For three weeks, every invoice with more than ~800 line items had its earliest charges dropped from the LLM-generated summary that fed our reconciliation engine. The downstream system, trusting the summary implicitly, marked those line items as "not rendered" and issued credits. Then the actual charges on the payment processor side went through. Double-charge on the rendered items, zero-balance on the dropped ones. A mess.

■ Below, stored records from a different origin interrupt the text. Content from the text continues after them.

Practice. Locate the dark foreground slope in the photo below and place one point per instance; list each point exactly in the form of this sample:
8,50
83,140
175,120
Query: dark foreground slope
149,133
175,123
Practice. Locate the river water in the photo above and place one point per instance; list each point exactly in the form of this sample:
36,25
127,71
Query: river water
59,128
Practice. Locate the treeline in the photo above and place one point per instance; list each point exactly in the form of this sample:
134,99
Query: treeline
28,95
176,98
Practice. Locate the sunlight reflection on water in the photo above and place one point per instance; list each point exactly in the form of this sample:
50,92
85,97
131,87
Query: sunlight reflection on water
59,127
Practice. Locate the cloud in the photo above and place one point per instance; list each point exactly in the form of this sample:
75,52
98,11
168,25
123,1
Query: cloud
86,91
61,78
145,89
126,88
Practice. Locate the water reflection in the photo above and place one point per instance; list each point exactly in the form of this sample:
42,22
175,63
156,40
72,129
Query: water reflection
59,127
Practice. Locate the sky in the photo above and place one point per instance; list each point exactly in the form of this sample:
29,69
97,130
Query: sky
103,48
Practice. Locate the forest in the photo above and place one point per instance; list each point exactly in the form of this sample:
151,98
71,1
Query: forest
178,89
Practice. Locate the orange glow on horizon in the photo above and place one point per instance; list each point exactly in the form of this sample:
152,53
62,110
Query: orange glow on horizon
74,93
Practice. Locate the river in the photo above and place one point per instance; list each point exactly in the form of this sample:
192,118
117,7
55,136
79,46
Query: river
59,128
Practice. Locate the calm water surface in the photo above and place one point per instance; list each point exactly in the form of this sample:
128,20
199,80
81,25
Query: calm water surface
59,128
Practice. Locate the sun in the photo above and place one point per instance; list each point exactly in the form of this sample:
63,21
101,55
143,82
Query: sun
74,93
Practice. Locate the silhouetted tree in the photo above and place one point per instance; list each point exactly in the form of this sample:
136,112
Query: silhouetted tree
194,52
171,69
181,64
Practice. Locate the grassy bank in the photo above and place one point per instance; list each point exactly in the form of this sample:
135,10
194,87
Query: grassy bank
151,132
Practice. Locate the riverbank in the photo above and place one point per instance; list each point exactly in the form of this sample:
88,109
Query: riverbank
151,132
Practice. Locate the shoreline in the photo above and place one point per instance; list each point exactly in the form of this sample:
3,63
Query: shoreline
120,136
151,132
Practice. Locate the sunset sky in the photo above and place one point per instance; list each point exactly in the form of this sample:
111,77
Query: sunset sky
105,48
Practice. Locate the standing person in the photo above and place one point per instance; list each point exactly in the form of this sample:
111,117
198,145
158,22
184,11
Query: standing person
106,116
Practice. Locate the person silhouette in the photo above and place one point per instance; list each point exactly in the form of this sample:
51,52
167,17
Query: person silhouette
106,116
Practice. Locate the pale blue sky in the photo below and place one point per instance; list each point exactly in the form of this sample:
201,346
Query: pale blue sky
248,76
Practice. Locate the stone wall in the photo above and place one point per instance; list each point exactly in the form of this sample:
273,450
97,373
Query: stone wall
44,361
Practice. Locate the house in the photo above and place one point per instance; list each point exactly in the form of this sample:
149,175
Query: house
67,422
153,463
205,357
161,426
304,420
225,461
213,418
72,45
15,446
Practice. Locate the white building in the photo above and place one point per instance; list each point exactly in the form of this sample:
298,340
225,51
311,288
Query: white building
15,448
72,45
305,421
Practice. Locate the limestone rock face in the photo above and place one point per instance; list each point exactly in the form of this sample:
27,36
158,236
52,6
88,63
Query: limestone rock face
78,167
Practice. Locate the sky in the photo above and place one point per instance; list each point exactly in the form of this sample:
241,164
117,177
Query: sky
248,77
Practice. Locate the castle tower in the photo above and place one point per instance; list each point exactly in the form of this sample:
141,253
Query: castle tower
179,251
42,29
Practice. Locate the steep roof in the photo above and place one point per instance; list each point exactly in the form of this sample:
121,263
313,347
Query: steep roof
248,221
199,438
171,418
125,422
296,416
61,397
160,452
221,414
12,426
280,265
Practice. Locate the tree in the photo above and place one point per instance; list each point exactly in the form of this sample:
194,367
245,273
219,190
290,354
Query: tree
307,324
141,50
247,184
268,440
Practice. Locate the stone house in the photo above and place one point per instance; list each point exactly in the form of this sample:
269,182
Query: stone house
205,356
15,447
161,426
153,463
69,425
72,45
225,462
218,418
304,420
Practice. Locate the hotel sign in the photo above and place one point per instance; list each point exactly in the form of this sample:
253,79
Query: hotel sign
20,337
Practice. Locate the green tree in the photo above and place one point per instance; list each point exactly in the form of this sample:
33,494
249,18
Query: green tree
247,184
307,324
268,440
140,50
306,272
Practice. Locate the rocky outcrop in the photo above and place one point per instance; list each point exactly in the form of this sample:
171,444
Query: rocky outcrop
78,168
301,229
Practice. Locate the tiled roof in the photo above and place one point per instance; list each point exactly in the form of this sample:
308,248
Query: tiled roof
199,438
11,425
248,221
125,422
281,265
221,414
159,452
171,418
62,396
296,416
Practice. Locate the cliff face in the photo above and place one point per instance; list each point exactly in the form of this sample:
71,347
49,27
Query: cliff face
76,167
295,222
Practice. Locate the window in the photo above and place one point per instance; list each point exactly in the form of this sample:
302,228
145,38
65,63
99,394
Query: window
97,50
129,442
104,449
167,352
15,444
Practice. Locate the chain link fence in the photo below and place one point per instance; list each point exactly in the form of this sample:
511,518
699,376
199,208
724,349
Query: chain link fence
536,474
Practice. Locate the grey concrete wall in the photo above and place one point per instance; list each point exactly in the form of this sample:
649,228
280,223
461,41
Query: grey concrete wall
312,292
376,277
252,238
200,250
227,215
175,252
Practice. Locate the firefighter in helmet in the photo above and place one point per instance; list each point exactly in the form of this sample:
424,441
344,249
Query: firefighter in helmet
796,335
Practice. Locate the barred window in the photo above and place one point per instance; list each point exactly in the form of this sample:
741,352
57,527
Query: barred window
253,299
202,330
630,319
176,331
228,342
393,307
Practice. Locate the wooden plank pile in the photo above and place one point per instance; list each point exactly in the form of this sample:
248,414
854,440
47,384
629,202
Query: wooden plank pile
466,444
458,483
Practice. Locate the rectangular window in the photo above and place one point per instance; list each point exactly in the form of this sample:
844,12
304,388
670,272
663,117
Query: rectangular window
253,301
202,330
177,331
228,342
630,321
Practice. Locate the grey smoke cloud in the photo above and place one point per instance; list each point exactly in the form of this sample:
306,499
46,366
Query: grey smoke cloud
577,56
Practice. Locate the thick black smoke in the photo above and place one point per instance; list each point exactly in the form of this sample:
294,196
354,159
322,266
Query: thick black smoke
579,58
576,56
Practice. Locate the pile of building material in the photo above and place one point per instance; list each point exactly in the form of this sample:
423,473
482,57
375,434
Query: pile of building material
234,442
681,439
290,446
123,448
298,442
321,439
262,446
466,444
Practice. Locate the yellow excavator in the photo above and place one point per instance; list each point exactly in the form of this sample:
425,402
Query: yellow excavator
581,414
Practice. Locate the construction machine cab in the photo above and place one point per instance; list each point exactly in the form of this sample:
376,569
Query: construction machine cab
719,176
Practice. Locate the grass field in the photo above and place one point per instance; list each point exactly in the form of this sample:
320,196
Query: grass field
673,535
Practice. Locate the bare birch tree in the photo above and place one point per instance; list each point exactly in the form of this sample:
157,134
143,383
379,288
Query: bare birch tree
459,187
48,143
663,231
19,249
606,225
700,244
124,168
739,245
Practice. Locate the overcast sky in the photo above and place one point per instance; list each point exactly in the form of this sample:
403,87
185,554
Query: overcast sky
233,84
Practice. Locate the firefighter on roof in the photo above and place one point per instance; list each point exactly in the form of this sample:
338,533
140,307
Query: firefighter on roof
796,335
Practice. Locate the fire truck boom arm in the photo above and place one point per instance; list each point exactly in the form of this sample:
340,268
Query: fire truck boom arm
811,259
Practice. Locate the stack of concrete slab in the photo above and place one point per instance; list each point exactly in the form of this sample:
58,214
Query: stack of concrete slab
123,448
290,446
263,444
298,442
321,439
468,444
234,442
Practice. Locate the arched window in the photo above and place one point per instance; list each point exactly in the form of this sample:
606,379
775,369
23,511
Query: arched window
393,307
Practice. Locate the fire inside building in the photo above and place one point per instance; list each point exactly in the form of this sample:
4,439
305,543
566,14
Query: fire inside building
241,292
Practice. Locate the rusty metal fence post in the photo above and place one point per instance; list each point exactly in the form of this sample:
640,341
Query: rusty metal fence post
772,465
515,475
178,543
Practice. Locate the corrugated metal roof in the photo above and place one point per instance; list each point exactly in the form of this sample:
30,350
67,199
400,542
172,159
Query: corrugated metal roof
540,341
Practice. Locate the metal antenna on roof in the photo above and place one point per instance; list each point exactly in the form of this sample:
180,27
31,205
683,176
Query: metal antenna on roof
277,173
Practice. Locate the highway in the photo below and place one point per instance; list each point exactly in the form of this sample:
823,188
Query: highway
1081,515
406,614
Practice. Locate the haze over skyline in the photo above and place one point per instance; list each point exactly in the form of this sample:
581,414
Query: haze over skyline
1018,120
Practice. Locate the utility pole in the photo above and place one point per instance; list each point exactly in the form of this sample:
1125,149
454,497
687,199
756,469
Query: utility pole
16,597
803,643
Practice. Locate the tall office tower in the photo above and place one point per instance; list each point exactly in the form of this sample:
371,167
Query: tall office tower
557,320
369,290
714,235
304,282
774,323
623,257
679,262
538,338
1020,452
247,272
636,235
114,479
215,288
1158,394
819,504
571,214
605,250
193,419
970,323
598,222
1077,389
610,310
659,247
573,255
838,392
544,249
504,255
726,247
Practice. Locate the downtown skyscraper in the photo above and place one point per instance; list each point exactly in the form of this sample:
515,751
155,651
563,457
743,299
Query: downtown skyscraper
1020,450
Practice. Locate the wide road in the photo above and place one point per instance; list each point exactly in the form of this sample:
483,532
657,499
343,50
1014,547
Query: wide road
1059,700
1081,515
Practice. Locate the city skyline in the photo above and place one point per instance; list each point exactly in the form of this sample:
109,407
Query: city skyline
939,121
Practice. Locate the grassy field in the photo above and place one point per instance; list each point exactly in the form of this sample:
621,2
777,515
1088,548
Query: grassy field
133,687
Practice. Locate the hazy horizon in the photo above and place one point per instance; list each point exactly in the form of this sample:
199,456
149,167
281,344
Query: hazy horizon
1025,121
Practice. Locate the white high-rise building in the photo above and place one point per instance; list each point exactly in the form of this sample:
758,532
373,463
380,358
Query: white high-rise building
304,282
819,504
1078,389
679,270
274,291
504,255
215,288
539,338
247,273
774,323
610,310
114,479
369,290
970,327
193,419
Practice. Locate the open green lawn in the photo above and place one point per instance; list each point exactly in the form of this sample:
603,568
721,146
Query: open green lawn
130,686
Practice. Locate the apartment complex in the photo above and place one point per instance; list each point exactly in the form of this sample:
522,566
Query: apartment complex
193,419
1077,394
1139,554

Architecture Before the Incident

Here is what our pipeline looked like. The InvoiceSummarizer class collected all line items for a given billing cycle, concatenated them into a single prompt, and sent them to the LLM for category classification and anomaly flagging.

// === BEFORE FIX: InvoiceSummarizer.java ===
// WARNING: This code caused the $47k billing incident.
// It concatenates ALL line items into a single prompt with no
// token-budget validation. Do NOT use this in production.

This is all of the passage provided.